Innovations like autonomous mowers and weeding robots let you upgrade your corner of nature.

Mon, Apr 19, 2021 12:01pmGrey Clock 6 min

Whenever the weather permits, Britt Wood drinks his morning coffee on his patio, proudly watching his little guy mow his lawn. No, he doesn’t have a particularly diligent son. Mr. Wood, the CEO of the National Association of Landscape Professionals, recently purchased an autonomous robot that drives around his South Riding, Va., yard, quietly munching each blade of grass down to the ideal 2½-inch height.

“It makes life a little easier,” said Mr. Wood of the convenient, “pet-like” robot. “Once you get one of these, your lawn never looks better.”

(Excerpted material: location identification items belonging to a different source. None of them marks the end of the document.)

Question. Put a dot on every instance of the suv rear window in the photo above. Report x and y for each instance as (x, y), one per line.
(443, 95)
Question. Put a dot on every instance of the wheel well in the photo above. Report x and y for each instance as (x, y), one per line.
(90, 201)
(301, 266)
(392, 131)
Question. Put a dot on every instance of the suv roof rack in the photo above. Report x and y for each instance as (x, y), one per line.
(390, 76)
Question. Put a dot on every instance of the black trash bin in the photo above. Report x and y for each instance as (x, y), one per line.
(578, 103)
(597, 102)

If 2020 was the year that many grew dependent on their backyards as a safe outdoor refuge, then 2021 might be the year they figure out how to spend less time maintaining their go-to retreats. One appealing solution: Upgrade the way you nurture your corner of nature with techy new tools—from robots that cut down weeds to sprinkler systems that rejig their run time depending on impending weather.

Anything that lets Americans enjoy more stress-free hours outside is good news: 27% of homeowners overhauled their gardens in 2020 and 19% plan to tackle an outdoor improvement project in 2021, according to a December 2020 survey by tool manufacturer Craftsman.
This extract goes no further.